Pfarrerin, Pastoralpsychologin
Supervisorin (DGfP), Gestaltseelsorge
Superintendentin
Sie sind wie Geschwister in meiner Berufsbiografie: Das „Pastorale“ und das „Psychologische“. Ich brauche beide ganz essenziell, um den Herausforderungen im Krankenhaus gewachsen zu sein.
Denn Klinikseelsorge bedeutet ja, im Auftrag Jesu Kranke zu besuchen. Konkret heißt das für mich, immer wieder losgehen hin zu den Menschen im Krankenhaus und mich so wie ich bin auf die Begegnung mit ihnen einzulassen, ohne schon vorher zu wissen, was geschehen wird. Dabei aber auch nicht absichtslos zu kommen, sondern bereit zu sein, mich mit meinem Gegenüber auf die Suche zu begeben nach den Hoffnungsspuren, die sich vielleicht abzeichnen. Oder gemeinsam zu entdecken versuchen, welche tragfähigen Vergewisserungen es wieder geben kann.

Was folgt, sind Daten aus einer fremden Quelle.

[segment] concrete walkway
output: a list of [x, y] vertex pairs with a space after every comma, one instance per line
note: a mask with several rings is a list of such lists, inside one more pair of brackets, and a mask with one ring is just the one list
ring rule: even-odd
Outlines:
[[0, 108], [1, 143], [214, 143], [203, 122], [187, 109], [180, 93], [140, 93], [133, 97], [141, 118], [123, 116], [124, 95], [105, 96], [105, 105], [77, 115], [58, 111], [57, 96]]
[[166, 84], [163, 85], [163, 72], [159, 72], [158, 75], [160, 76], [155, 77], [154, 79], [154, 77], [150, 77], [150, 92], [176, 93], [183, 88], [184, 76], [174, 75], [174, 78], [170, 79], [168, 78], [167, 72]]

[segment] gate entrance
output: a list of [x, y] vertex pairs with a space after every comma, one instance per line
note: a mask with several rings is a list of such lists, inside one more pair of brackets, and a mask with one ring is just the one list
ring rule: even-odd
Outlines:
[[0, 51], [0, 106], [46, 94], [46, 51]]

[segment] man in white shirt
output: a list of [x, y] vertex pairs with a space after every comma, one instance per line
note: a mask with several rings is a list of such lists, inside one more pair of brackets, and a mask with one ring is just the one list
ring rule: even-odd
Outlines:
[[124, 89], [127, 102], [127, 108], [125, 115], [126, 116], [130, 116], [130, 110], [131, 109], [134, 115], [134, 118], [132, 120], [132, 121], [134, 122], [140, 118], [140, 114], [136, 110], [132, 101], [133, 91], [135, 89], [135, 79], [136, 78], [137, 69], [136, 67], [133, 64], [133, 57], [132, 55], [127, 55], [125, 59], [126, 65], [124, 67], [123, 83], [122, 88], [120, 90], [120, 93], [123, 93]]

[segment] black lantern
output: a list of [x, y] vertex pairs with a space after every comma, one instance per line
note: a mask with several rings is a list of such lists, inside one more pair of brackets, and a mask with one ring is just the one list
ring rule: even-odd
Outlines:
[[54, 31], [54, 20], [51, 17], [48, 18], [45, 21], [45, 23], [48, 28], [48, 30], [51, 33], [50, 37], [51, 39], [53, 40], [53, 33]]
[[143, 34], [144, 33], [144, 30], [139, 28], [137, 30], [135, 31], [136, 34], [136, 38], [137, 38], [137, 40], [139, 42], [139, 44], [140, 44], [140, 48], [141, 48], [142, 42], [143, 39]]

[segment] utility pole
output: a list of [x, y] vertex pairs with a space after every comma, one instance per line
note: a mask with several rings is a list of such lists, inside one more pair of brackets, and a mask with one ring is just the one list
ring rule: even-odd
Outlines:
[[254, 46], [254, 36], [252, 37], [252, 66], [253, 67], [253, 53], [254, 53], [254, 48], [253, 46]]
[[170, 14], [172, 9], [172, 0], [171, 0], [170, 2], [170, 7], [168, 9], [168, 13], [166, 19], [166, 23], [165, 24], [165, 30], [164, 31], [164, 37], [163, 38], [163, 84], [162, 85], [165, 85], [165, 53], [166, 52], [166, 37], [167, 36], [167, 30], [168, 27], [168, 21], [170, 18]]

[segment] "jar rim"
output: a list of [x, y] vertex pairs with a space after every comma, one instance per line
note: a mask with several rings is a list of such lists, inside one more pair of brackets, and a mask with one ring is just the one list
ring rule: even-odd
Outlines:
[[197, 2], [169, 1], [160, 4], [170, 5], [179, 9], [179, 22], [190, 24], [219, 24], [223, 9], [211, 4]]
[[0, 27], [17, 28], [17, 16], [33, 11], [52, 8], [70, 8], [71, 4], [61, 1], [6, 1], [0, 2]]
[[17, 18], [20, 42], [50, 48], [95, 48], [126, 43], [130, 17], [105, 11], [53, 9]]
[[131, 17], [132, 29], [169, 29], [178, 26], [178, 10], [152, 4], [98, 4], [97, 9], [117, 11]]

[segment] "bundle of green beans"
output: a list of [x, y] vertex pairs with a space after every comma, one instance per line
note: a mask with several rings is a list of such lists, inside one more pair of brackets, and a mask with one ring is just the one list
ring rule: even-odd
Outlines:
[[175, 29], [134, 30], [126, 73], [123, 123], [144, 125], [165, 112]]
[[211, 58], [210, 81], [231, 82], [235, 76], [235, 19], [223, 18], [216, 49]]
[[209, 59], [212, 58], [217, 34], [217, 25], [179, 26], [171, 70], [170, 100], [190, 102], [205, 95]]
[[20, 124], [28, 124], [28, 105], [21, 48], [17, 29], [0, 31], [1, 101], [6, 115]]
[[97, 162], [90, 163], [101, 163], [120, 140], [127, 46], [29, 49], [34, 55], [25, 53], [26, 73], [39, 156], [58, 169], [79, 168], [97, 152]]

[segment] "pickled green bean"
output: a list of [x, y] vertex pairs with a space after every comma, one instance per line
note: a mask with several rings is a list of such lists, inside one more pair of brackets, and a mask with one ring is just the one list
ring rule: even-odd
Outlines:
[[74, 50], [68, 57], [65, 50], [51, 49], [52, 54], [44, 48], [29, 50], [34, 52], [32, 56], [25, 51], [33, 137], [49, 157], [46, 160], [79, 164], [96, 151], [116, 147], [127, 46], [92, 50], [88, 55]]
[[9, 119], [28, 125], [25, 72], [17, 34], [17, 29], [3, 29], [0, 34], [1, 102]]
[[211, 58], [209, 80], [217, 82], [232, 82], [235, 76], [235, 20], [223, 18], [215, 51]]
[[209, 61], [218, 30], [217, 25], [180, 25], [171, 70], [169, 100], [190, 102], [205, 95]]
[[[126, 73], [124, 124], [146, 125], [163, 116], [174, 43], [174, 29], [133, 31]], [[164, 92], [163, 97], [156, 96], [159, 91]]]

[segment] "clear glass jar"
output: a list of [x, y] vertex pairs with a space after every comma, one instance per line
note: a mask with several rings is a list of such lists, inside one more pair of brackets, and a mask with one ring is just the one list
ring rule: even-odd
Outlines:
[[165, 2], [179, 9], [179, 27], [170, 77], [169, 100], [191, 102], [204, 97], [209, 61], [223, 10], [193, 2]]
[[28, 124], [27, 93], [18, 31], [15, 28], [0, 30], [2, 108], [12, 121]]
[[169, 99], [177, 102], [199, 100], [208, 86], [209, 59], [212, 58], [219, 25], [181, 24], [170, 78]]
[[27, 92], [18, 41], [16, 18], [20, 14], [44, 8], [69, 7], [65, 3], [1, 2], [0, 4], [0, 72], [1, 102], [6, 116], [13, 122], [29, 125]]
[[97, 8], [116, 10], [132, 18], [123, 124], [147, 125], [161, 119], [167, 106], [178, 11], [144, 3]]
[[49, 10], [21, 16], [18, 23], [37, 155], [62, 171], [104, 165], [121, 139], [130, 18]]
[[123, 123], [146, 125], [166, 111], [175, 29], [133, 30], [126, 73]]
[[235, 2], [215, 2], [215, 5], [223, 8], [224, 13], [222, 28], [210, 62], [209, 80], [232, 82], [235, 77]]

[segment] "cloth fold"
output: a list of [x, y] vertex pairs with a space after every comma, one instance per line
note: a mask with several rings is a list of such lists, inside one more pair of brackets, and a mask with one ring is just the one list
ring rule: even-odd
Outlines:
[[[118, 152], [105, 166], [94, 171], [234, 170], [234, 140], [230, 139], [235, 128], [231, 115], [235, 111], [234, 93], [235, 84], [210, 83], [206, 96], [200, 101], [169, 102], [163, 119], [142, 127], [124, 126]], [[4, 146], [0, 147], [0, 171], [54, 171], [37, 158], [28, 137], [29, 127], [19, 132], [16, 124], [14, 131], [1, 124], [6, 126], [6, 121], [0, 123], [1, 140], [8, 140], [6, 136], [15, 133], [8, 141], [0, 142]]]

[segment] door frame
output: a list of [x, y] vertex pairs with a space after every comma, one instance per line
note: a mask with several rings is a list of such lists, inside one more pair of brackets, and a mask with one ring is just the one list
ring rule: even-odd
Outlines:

Für mich ist es eine der größten, schwersten und schönsten Herausforderungen, denen wir uns als Klinikseelsorger*innen täglich stellen, Worte zu finden, Ausdruck, Gesten und Riten für das, was Menschen in Leben und Glauben brauchen, so dass sie sich darin wiederfinden, gemeint und geborgen fühlen. Auch wenn es manchmal der einzige Trost zu sein scheint, dass wir die Trostlosigkeit mit aushalten. Hin und wieder fühle ich mich dabei, als arbeite ich im Grenzgebiet - nämlich an der Grenze des Bewährten, des Vertrauten, an der Grenze menschlicher Möglichkeiten, oft auch des Sprachlichen, des Glaubens, aber auch an den Schnittstellen zu anderen Wirklichkeitssichten, sehr oft an der Grenze zwischen Leben und Tod. Doch gerade die Bibel bezeugt uns ja, dass der Geist Gottes ein Grenzgänger und Grenzüberwinder ist.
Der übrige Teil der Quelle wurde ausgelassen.